Explain what is the possible option that the Liberals may propose -- turn the 1% gst tax cut into a weapon to fight childhood poverty, or make a Canadian post-grad bursary, where medical/nursing students who graduate and remain in Canada are rewarded annually for locating in hard-to-fill regions. Or apply it to putting 2,500 more RCMP/police on canadian streets, or turn it into an infrastructure source for municipalities.

Borges said...

How else is Big Boy Harpor gonna sustain his image, if there's no dissent then he looks even more powerful and in control

Gayle said...

"make a Canadian post-grad bursary, where medical/nursing students who graduate and remain in Canada are rewarded annually for locating in hard-to-fill regions."

Excellent idea! I hope they take you up on that one.

Gayle said...

This is more than just muzzling MP's from speaking to the media.

The funny thing to me is that the supposed grass roots party does not actually permit its MP's to represent their constituents.

At least in the Liberal caucus MP's engage in debates.
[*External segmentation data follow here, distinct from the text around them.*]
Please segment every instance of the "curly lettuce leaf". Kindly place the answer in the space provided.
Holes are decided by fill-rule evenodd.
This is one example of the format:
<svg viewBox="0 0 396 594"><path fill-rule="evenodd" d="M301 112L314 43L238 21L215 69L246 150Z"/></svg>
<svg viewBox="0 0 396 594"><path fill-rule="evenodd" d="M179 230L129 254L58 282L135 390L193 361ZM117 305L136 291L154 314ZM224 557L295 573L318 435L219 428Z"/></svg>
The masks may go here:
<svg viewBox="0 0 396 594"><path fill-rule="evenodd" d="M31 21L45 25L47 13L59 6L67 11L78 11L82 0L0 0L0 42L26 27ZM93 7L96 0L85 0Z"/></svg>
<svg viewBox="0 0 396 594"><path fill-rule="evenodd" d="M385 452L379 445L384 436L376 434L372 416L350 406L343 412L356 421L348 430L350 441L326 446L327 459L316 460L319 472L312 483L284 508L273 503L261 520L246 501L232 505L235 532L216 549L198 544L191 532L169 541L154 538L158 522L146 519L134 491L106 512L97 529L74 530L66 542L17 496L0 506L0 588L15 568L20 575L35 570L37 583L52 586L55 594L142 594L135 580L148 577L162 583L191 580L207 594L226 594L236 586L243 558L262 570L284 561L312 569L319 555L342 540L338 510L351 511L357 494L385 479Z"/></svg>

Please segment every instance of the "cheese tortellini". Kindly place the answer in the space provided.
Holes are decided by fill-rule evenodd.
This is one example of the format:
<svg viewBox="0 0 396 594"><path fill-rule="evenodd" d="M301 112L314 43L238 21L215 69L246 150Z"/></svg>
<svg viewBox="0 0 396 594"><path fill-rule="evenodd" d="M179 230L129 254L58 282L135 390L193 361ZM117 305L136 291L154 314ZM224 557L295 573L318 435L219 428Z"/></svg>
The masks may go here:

We have often heard that Dion is a consensus builder. This means that a liberal MP is able to bring his constituents issues to the table in the caucus meeting. Those interests may not win the day, but at least they are heard.

Contrast that with the conservatives MP's - who take direction from above. How on earth can people expect their MP to represent their interests if they differ from the policy set by the PM? There is no debate, and no means to have those interests heard.

Raphael Alexander said...

I think this strategy could do well for the Liberals. To poise themselves as receptive to open dialogue with the media and with dissent in the ranks, could show that they have flexibility for discourse.

Or it could show them up as a party with major weaknesses and no leader. It really could go either way.

Gayle said...

RA - it is dictatorship v. leadership.

The liberals and the media have allowed Harper to define "leader". The liberals need to present a different definition - a good leader listens. A good leader does what is best for the country, not what is best for the party.